まず2005年7月末から東京の六本木や新宿周辺で無償試験サービスを始め、順次都内に広げていき、10月から有料サービスを始めるはずであった。しかし、総選挙などもあり、11月に延期となった(その後さらに延期され、12月に有料サービスが始まった)。
サービスを提供するに当たっては、アイコム製のアクセス・ポイント(AP)を電柱の上に2,200台置くこととし、初期投資は7億円と算出された。この数値はAPからの電波到達範囲を半径100メートルとし、山の手線内の地図上に半径100メートルの円を画いて算出したと言う。
なぜライブドアが公衆無線LANサービスを始めることになったのか。もともとはライブドアの堀江貴文社長が車で移動している最中に「車でメールできたら便利だよね」と何気なく言ったことから始まったという。「実際にサービスが実現できるかどうか」というよりは、「こういうサービスがあったら便利だ」という単純な発想だったのだ。また、堀江社長は「料金は最初から500円でやろう」と言っていたという。実際にこの料金で実現するには様々な障壁があったが、大きな転機となったのは、パワードコムの中根滋社長がこの話に乗ってきてくれたことだった。おかげで、東京電力の電柱とパワードコムの光ファイバーを使うことができた。その有線のバックボーンにライブドアの無線LANのAPを接続して、有線と無線のハイブリッド型でサービスを提供するという案が出てきたのだ。ライブドアは、サービスの発表会でもパワードコムの中根社長を登壇させ、著名なパートナー企業と組んでいることをアピールし、信頼性を醸し出していた。松本氏は、「中根社長が協力を惜しまないと言ったことはインパクトがあった」と語った。
公衆無線LANの展開事例
米国では公共サービスとして、都市単位で無線LANサービスが展開され図1:ライブドア・ワイヤレスのパートナーている。例えばペンシルベニア州のフィラデルフィア市やアリゾナ州のテンペ市などだ。テンペ市では、8×14キロメートルにストリックス・システムズ製のAPを300台以上設置している。テンペ市は地方都市で、ADSLや光などのインフラも不足している。そういう環境では、公衆無線LANが通信インフラのラスト・ワン・マイル(ユーザー宅と最寄りの通信事業者の局舎を結ぶ末端の加入者回線)のアクセス手段として役立つ。

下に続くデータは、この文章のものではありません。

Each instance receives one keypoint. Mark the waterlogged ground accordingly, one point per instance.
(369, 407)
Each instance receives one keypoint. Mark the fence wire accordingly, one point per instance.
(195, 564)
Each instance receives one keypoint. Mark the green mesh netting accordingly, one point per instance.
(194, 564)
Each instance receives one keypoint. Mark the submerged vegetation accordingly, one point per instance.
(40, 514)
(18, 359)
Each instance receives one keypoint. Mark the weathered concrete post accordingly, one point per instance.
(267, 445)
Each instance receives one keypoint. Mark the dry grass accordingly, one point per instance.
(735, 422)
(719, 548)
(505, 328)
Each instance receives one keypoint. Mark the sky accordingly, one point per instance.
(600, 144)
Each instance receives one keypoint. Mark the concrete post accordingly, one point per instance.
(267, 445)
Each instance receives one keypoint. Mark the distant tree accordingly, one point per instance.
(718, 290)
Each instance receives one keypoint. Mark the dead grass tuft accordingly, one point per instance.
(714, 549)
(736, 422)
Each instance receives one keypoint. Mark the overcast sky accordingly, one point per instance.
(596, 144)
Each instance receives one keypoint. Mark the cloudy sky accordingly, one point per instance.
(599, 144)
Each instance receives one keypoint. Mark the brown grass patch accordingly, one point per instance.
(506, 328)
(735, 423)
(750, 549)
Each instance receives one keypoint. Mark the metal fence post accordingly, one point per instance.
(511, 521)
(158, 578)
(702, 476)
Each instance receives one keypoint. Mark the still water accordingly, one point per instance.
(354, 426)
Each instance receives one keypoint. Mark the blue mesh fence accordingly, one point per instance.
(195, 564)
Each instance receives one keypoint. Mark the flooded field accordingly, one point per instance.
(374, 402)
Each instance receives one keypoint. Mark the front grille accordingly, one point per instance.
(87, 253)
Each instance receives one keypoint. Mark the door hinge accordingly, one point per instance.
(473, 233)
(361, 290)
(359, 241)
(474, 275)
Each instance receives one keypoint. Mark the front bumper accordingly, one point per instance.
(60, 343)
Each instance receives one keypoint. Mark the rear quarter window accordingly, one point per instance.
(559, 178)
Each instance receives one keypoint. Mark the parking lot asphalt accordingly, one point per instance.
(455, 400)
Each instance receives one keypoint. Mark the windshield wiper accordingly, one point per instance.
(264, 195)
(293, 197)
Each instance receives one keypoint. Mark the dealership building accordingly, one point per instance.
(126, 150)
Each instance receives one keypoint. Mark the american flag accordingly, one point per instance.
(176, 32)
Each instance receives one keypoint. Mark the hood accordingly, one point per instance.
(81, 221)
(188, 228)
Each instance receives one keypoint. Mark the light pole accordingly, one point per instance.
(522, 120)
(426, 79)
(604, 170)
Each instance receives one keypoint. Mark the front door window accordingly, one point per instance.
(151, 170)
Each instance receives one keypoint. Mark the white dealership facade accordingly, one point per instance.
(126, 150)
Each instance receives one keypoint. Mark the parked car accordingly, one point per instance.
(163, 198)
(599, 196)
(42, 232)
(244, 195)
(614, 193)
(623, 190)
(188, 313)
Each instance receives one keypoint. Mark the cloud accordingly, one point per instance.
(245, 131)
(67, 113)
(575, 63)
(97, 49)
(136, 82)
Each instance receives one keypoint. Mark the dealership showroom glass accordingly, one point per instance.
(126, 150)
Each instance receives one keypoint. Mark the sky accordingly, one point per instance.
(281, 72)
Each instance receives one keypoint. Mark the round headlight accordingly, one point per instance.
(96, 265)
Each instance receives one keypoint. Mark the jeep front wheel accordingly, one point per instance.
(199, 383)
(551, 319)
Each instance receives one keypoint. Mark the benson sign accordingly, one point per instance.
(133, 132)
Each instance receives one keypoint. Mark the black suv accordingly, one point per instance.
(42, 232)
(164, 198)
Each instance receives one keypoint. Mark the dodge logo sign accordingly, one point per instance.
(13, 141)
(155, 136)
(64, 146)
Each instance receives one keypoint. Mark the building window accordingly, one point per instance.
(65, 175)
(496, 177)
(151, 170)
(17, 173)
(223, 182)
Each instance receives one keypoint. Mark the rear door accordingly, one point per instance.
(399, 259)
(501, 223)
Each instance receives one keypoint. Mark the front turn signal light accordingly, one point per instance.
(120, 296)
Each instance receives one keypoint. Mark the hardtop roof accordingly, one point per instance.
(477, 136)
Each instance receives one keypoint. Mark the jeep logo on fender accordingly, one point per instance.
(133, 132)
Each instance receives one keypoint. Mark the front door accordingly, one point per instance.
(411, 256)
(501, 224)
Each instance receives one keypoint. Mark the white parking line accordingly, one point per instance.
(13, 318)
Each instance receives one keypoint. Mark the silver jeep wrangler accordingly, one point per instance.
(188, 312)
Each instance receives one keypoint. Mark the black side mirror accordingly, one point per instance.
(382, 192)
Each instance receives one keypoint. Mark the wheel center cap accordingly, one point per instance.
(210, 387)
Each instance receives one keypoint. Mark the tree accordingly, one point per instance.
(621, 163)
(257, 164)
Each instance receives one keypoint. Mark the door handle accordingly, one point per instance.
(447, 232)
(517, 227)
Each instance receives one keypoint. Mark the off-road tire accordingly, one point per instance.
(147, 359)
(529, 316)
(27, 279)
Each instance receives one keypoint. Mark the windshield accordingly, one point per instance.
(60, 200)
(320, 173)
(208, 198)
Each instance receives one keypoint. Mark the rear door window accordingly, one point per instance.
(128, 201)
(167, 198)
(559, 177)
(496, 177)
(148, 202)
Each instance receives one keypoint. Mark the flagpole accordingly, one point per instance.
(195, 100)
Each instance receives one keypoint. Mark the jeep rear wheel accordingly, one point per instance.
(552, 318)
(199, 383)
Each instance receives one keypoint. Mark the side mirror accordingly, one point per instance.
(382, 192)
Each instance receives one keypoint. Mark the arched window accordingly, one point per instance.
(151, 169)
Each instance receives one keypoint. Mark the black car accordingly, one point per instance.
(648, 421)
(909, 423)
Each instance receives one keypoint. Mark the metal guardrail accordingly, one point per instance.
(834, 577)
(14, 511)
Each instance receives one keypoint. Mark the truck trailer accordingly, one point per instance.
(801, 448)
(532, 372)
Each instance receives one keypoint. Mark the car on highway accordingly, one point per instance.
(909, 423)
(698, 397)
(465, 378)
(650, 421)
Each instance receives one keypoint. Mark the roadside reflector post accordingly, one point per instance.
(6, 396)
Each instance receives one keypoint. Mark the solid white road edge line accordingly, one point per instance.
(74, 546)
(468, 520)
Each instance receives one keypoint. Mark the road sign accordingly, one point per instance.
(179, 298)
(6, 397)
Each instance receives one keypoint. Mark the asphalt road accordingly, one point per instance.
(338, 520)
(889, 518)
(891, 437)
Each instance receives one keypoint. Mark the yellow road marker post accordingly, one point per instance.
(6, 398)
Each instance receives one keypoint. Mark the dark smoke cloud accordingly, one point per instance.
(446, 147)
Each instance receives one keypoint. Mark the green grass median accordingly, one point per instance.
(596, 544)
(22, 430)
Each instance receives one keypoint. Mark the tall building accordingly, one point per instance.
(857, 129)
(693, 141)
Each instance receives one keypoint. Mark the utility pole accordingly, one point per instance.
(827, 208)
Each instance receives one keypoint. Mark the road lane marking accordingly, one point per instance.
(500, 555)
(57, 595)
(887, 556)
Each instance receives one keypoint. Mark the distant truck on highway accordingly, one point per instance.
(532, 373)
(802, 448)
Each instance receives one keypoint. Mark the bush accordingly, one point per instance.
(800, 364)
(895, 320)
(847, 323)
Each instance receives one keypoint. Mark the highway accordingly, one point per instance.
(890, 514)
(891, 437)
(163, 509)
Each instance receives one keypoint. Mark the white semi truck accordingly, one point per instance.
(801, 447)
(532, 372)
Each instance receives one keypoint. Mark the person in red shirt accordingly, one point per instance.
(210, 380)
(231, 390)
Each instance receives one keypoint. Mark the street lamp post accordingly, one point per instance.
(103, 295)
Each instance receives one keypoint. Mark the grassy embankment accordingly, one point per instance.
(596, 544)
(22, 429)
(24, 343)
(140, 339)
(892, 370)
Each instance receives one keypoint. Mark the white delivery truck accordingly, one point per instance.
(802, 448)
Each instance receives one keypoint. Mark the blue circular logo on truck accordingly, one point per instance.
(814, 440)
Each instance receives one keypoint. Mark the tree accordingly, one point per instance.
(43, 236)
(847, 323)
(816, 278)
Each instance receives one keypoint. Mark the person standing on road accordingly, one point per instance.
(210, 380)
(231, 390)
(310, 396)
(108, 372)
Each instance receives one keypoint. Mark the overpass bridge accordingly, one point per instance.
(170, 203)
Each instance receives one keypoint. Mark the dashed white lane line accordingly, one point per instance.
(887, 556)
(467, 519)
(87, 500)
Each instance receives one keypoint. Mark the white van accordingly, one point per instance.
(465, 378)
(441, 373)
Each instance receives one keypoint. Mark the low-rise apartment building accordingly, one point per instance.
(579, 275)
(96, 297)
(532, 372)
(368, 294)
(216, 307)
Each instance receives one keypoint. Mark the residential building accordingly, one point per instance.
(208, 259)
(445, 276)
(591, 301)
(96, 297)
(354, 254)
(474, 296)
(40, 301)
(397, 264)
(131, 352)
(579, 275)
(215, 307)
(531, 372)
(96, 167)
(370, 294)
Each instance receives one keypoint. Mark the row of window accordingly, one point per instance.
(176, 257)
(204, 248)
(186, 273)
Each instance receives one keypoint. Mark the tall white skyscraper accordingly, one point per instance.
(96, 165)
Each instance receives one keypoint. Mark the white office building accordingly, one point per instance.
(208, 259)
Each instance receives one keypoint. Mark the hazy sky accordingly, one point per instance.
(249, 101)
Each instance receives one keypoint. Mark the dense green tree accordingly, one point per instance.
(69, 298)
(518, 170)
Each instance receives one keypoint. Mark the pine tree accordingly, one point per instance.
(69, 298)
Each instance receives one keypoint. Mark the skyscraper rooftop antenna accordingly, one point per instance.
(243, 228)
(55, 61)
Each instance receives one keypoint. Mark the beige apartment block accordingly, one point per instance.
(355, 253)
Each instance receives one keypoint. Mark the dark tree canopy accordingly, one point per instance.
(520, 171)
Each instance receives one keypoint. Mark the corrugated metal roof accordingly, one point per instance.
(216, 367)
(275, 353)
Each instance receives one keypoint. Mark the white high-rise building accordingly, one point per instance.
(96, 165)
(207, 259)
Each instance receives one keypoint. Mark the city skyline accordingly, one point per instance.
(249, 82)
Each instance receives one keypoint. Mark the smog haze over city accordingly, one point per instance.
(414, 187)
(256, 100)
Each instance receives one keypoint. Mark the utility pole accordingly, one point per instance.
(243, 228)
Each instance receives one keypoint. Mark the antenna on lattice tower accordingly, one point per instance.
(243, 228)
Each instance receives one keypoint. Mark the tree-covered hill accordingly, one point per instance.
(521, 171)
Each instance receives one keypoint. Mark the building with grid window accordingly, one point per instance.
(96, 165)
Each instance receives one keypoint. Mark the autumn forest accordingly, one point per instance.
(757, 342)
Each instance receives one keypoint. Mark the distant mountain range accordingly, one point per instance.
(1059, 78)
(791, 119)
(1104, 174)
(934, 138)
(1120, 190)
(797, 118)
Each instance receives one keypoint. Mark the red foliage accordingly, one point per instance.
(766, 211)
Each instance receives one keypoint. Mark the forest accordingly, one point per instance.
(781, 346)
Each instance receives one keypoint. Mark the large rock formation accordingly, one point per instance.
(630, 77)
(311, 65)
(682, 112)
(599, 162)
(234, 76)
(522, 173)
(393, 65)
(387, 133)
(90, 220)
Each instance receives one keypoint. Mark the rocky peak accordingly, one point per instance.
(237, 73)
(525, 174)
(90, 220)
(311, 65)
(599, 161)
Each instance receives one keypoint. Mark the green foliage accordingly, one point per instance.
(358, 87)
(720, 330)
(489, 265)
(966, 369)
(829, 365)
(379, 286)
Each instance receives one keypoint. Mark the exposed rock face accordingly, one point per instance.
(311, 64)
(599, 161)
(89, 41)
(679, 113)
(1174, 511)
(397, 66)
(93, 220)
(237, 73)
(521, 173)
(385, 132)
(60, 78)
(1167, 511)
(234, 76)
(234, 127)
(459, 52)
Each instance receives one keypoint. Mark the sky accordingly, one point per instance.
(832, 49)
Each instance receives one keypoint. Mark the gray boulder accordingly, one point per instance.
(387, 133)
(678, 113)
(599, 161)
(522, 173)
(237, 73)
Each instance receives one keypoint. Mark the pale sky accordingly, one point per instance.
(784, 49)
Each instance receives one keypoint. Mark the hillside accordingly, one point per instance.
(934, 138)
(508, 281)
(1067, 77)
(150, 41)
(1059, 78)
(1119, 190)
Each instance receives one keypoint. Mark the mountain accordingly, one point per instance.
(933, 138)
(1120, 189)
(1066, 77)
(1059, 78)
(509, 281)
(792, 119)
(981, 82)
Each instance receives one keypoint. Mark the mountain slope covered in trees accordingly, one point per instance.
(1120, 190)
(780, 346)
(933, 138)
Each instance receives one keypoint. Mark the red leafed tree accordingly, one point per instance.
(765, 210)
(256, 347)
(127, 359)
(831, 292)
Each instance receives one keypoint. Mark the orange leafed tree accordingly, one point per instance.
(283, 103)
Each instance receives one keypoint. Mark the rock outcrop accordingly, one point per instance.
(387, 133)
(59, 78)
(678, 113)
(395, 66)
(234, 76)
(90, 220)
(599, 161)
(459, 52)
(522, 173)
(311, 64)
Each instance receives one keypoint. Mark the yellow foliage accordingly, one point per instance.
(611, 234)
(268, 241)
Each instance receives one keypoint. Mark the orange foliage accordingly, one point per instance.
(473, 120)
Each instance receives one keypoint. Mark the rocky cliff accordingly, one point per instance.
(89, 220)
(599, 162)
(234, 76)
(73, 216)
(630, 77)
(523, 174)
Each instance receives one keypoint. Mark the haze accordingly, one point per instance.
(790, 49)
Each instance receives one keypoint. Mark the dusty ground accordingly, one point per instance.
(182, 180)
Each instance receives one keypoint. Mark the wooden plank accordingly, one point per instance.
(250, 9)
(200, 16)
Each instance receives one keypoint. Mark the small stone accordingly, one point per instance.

日本でも、岐阜県の旧岩村町(現恵那市岩村町)では、第三セクターである岩村町振興事務所が主導して、2005年6月から公衆無線LANサービスが提供されている。地方には、デジタル・デバイドの問題が残っており、その解決を図るために無線を使ってカバーする仕組みが出てきているのだ。
しかし、日本の場合は、ADSLや光などのブロードバンド網が既に普及しているので、ラスト・ワン・マイルとしての利用よりも、移動中にパソコンを利用するための手段として考えられることが多い。例えば、2004年3月には野村総合研究所とインテルが進める「Digital City OSAKA」のプロジェクトが開始された。このプロジェクトでは、大阪市内南港コスモスクエア地域一帯を無線LANでカバーする計画だ。また、産業能率大学でも2005年秋から無線LANでキャンパス一帯をカバーするサービスが始まった。
ライブドアは「ひたすら設置型」
公衆無線LANの面展開には、(1)メッシュ型、(2)広域無線技術との組み合わせ型、(3)ひたすら設置型──の三つの方法がある。今回、ライブドアがとったのは、(3)ひたすら設置型である。この方法は光ファイバーを引けるだけ引いて、インターネット網とつなぎ、その先に無線LANのAPを多数設置するやり方である。全APまで有線の回線が必要になるので、コストが高くなるという欠点がある。ライブドアの場合は前述のようにパワードコムの全面協力が得られたので、東京エリアでは敷設済みの光ファイバー網を低コストで調達できている。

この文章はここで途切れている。